Şimdi bu tasavvufun öğretileri işlerine geldiği şekilde mi kategorize ediyorlar? 3. Sorumuzda "siz anlamazsınız sırdır sır" -) diyenler şeriattır bizim ölçümüz nasıl der? Yarın biri çıksa dese ki "bilader ben ledun ilmine sahibim Allah bana verdi bunu aha da çocuğunu öldürdüm senin" dese sana sen kısas edersin bu adamı. Sahiden ledun ilmi olsa bile.
Hele şu tasavvufla sünneti biraraya Bi getirmekten, dahası sünnetten tasavvuf çıkarmaktan Bi uzak duralım. Göz var izan var nerde sünnet, nerede ben keşf keramet ehliyim diyen herhangi bir şeyh. Buna bağdadi de dahil arabi de dahil geylani de dahil. Ben hiçbir yerde okumadım peygamberin "Medett ya Muhammet deyin ben size hemen yetişirim, ahirette size şefaat ederim. Yada ben 8 yaşındayken sağımdan solumdan melekler yürür, allahın resulüne yol açın" filan gibi kelamlarını?
Hiç bir Allah Resulünün böyle bir iddiası yok, olmamış ama gel gör ki tasavvufun fikir babaları hemde utanmadan sünnete yaslanıp şirk dolu kelamlarla tüm tuhaf, abuk subuk düşüncelerine zemin oluşturmuşlar.

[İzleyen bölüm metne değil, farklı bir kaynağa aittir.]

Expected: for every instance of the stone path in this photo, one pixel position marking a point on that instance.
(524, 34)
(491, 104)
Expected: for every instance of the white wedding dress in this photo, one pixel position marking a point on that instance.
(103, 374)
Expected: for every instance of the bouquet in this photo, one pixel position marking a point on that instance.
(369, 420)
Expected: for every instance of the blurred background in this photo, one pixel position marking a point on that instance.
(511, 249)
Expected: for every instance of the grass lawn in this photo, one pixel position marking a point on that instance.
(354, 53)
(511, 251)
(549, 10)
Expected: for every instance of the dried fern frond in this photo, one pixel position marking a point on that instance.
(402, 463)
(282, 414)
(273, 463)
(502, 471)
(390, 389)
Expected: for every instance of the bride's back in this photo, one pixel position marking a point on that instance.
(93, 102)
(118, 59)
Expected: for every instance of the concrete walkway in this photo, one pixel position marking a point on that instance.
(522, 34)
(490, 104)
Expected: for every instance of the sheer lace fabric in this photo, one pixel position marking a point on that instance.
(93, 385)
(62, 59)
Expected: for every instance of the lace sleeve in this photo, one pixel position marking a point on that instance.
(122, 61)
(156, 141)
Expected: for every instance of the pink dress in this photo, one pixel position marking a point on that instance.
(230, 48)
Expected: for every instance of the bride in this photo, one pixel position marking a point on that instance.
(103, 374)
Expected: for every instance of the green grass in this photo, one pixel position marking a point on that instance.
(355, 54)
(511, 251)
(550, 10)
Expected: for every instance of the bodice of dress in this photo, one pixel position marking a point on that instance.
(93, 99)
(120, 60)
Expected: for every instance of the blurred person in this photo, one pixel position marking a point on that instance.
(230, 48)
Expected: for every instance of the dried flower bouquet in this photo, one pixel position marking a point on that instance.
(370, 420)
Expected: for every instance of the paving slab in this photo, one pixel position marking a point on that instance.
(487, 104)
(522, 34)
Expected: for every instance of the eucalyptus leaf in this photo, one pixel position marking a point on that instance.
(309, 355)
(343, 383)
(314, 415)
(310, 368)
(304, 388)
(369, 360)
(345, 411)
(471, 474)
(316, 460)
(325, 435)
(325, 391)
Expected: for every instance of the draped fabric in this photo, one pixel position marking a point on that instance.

Yahu ibnül arabi fütuhatı mekkiyesini diyor ki "bu kitap bana peygamber tarafından verildi." bu ne demek? Benm bu eserim tartışılmaz bir makamdan geldi. Eserim de bende tartışılmaz durumdayız. Varsa izahı buyrun?
Aynı ifadeler bediüzzaman ın risalelerinde de var aynı sözlerim onun içinde geçerli.